The public authorities and voluntary organisations frequently make the point that ideally, people should be allowed to die at home. The SINTEF survey revealed that, on the contrary, many thought that the aim of facilitating death at home will place great demands on healthcare professionals, next-of-kin and the municipal healthcare services. One respondent from a palliative care home unit said that he “believed that patients live with the idea of preferring to die at home, but only before they arrive here“, referring to the fact that in his experience many people felt insecure at home.
“Very few people in Norway die at home, and we are some way behind other countries such as the Netherlands, where it is common for people to be born and die at home”, says Melby. “Norway is more institution-based that other countries, and even the elderly are for the most part in work. Our family and community structures are different. There has been a lot of discussion on this topic, but in our study the majority of respondents felt that death at home should not be an aim in itself, but that patients should be given the choice”, she says.
Municipalities are getting many things right
Prior to the evaluation, the researchers believed that the status of palliative care services in municipalities and care homes were poor.
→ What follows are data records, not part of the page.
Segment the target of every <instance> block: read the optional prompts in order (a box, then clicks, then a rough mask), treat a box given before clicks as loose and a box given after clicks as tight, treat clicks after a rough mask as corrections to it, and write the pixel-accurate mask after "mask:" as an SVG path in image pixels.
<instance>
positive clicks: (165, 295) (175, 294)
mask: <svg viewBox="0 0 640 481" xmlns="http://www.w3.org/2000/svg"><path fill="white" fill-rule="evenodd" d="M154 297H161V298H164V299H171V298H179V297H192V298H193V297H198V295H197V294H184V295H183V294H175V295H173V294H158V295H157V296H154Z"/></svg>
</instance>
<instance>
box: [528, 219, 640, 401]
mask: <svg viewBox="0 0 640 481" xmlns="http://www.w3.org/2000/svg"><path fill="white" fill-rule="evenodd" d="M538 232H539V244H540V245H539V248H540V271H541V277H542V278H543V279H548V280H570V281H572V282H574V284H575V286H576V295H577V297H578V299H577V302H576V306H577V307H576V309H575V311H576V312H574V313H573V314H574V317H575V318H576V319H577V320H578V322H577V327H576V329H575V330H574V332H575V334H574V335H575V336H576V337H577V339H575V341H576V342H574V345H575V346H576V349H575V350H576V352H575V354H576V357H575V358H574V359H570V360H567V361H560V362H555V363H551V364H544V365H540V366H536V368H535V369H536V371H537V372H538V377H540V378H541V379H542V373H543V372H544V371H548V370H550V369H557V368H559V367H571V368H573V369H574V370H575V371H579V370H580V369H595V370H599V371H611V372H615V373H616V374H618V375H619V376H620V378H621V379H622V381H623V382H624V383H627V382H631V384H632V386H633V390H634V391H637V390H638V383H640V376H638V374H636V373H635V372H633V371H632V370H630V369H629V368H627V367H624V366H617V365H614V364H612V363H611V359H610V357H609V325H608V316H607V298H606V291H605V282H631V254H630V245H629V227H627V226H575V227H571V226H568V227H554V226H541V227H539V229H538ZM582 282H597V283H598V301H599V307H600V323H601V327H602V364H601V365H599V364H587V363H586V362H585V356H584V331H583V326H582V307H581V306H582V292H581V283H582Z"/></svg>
In fact, however, reports from the survey suggested that quality was considered to be good, although naturally there was some variation between the different municipalities.
“Since the respondents were managers, we might have expected uncritical responses, but we also asked the municipalities’ partners as well”, says Melby. “For example, on specific issues, hospitals were asked to evaluate municipalities with questions such as: Is there an active palliation initiative in the municipality? Is work being carried out to improve quality? So the overall picture is a positive one. The municipalities are getting many things right, regardless of whether assistance is provided by a palliative team or specialist health services. The Norwegian Cancer Society assigns a “cancer coordinator” in some municipalities, and this person plays a significant supporting role.
Line Melby says that a lot is currently going on in this field. “Firstly, there was the technical report from the Directorate for Health, followed some weeks ago by the publication of the SINTEF evaluation. Now a public administration committee (NOU), chaired by Stein Kaasa, has been convened with the aim of finding out how palliation care should be organised in the future. “It’s clear that changes are on the way”, says Melby.